Stopping Criteria for Iterative SRE Agents

When does the agent stop? Goal achieved. Goal unreachable. Budget exhausted. Confidence threshold hit. The four-criterion stop policy and the order they fire in.

The four criteria

An iterative agent without explicit stopping criteria runs until cost catches up with it. The four criteria below cover every case an agent loop has to handle.

Goal achieved. The agent self-reports it has met the success criterion. Stop and return the result.
Goal unreachable. The agent self-reports it cannot make further progress. Stop and escalate with what it has.
Budget exhausted. Tokens, time, or actions have hit their cap. Stop and escalate with partial state.
Confidence threshold. The agent’s confidence in its current hypothesis has crossed a threshold high or low. Stop and act, or stop and escalate.

Order they fire

The order matters because a confused order produces a confused agent. Budget is hard, confidence is fast, and self-report fires last when nothing else has resolved the run.

Budget first. A budget-exceeded run cannot be saved by goal-achieved. The cap is hard and checked before every step.
Confidence next. High confidence ends the run early; low confidence escalates early. Both save iteration cost when the verdict is already clear.
Goal achieved or unreachable last. These are the agent’s self-report and fire only when no earlier criterion has decided the run.
Race-safe ordering. Each step evaluates the criteria in this fixed order so two simultaneous triggers resolve deterministically.

How agents self-report goal status

Self-report is what makes the loop legible. A structured status field forces the model to evaluate its own progress at every step rather than burying it in prose.

Structured output. Each step emits a status field: in_progress, done, or blocked. The loop reads the field and dispatches accordingly.
Forced reflection. Requiring the field every step forces the model to slow down and ask whether it is done. This is a feature, not overhead.
Self-reports are sometimes wrong. The eval suite tests goal-status accuracy directly; the prompt is tuned over time to be honest about its own progress.
Tie to citations. A “done” status that does not cite the evidence is rejected; the loop demands the agent point to what convinced it.

Confidence threshold trade

Threshold choice is product-specific. Stop-too-late wastes cost; stop-too-early acts on uncertainty. Pick by use case rather than by default.

High threshold above 0.9. Agent stops only when very sure.
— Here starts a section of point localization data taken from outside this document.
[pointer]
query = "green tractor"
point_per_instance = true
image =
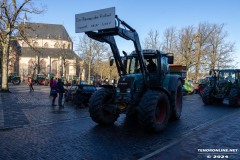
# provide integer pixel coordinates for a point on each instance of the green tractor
(14, 78)
(223, 84)
(152, 95)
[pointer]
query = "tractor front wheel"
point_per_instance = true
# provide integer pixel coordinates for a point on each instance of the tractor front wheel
(234, 97)
(16, 81)
(177, 102)
(154, 111)
(206, 96)
(101, 109)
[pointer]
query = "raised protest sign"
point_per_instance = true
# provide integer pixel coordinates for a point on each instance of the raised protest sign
(95, 20)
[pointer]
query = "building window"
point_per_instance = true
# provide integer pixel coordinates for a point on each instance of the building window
(54, 67)
(35, 44)
(56, 45)
(31, 67)
(46, 45)
(24, 44)
(43, 66)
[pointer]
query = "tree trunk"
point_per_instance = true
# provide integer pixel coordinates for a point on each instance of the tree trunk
(5, 64)
(89, 72)
(198, 56)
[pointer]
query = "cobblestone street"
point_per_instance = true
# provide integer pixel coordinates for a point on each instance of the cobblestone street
(31, 129)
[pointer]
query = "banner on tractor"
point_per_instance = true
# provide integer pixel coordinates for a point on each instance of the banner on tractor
(95, 20)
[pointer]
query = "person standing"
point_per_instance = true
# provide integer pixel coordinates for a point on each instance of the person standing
(51, 83)
(30, 83)
(61, 90)
(54, 91)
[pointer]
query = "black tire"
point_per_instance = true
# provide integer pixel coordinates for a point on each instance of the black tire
(177, 102)
(206, 96)
(100, 108)
(78, 100)
(16, 81)
(154, 111)
(200, 90)
(234, 97)
(219, 100)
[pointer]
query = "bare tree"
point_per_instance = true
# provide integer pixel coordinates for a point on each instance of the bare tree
(204, 31)
(10, 13)
(185, 53)
(218, 53)
(170, 40)
(152, 41)
(91, 52)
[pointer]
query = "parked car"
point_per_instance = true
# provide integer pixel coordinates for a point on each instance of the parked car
(189, 87)
(79, 94)
(202, 83)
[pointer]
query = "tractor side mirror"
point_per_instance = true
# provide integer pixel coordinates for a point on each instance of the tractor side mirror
(170, 58)
(111, 61)
(124, 59)
(210, 72)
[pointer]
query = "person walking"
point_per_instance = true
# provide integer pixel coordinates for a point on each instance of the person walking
(61, 90)
(30, 83)
(51, 83)
(54, 91)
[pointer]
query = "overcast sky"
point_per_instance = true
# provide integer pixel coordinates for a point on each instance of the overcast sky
(144, 15)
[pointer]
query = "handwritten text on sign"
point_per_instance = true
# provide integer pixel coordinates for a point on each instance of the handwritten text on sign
(95, 20)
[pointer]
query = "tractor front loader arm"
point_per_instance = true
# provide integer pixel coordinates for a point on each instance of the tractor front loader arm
(127, 33)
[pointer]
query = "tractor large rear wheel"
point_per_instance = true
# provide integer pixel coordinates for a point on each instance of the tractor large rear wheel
(154, 111)
(206, 96)
(234, 97)
(100, 108)
(177, 102)
(16, 81)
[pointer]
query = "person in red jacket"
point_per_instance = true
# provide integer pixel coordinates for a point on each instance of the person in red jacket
(30, 83)
(54, 91)
(50, 83)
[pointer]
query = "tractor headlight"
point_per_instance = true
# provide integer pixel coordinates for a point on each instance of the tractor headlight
(118, 90)
(121, 105)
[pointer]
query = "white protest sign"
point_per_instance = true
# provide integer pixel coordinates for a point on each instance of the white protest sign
(95, 20)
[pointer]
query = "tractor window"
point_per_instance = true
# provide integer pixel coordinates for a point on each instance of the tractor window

Reduces false positives at the cost of longer runs.
Low threshold above 0.6. Agent stops earlier. Reduces run length but allows more uncertain conclusions through.
Triage tolerates lower confidence. Output will be human-reviewed; a 0.7 hypothesis with strong evidence pointers is useful.
Auto-remediation needs high confidence. Acting on uncertainty is dangerous; the threshold for acting alone sits above 0.9.

Evaluating the stop policy

Stop-policy regressions are silent. The eval cases below catch them before they ship by exercising each direction the policy can fail.

Should stop at step 3. Cases where the answer is plain after a few steps. Pass if the agent stops; fail if it keeps iterating.
Should escalate at step 5. Cases where progress stalls. Pass if the agent escalates; fail if it spins to budget.
Should hit budget. Cases that genuinely require the full budget. Pass if budget enforcement works; fail if the agent silently truncates.
Should ignore noise. Cases where a transient signal could trick a low-confidence threshold. Pass if the agent waits for the signal to stabilise.